Washington, DC – Civil rights advocates demanded accountability from law enforcement agencies through the use of bodycams in the wake of the Ferguson riots.
One at a time, police departments nationwide have implemented bodycams, at considerable expense, to satisfy their critics and provide more “transparency” in law enforcement.
The result? A new report from The Leadership Conference on Civil and Human Rights said that bodycams pose a “threat to civil rights.”
The report, “The Illusion of Accuracy: How Body-Worn Camera Footage Can Distort Evidence," was released on Tuesday, according to Newsweek.
A big concern listed in the report is an officer's ability to watch the footage whenever they want, including before they write incident reports.
“Unrestricted footage review places civil rights at risk and undermines the goals of transparency and accountability," Vanita Gupta, current leader of the Leadership Conference, said,
Gupta is a civil rights attorney, former ACLU director, and former acting assistant attorney general of the civil rights division under former President Obama.

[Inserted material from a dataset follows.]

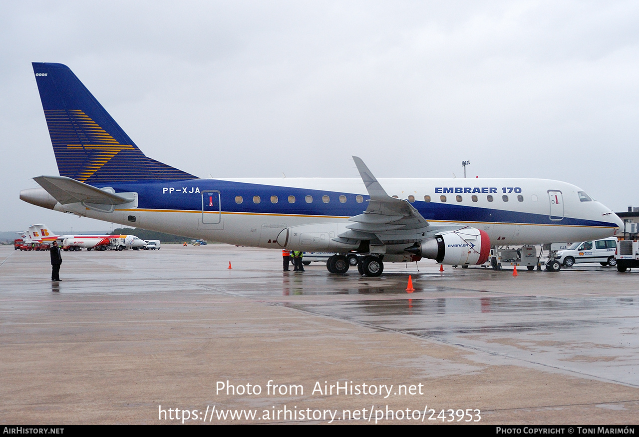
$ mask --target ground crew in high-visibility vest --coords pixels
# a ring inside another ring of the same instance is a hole
[[[302,257],[304,256],[304,252],[301,250],[293,250],[293,265],[295,268],[293,269],[293,272],[304,272],[304,266],[302,263]]]
[[[284,261],[284,271],[288,272],[288,266],[291,263],[291,252],[286,249],[282,250],[282,260]]]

The report claimed that an officer's memory of an event may be altered by watching bodycam video footage, and reports written by the officer about the incident would then also be altered.
The problem appears to be that defense attorneys can't pick at minor differences between an officer's memory and what's recorded on video.
“Video’s power to improve policing lies in the fact it makes us all eyewitness to police-civilian interactions, ranging from tragic shootings to more quotidian but nonetheless disturbing stop-and-frisks, which are common and … often unconstitutional,” the Washington Post said in an opinion column.
“Video provides compelling evidence of police misconduct and can be used to train, discipline, fire and even prosecute officers. It’s also a potent tool for exonerating officers falsely accused of misconduct. Ultimately, the aim is avoiding illegal, inappropriate police-civilian interactions, because everyone involved acts differently knowing a camera is rolling,” they wrote.
Civil rights groups don’t have a problem with bodycam footage until it’s used to exonerate a police officer, or shows that suspects and victims have threatened police, or behaved badly during a recorded incident.
At that point, bodycams become a threat to civil and constitutional rights, according to Gupta’s assessment.
The Leadership Conference, in its report, called for police departments to institute "a clean reporting policy” where an officer would write an initial report before viewing the footage.
Some policing experts, such as Lance LoRusso, disagree.
LoRusso, a former police officer and current Atlanta attorney who represents police officers, said that police officers should view the body-cam footage before writing a report.
"This specter that every time an officer looks at the video they’re going to lie and adapt their statement just is infuriating because we want the officers to write the most accurate report they can,” he said.
Since one major purpose of bodycam footage is to keep all parties involved honest and “transparent,” the Leadership Conference’s one-sided approach doesn’t make any sense.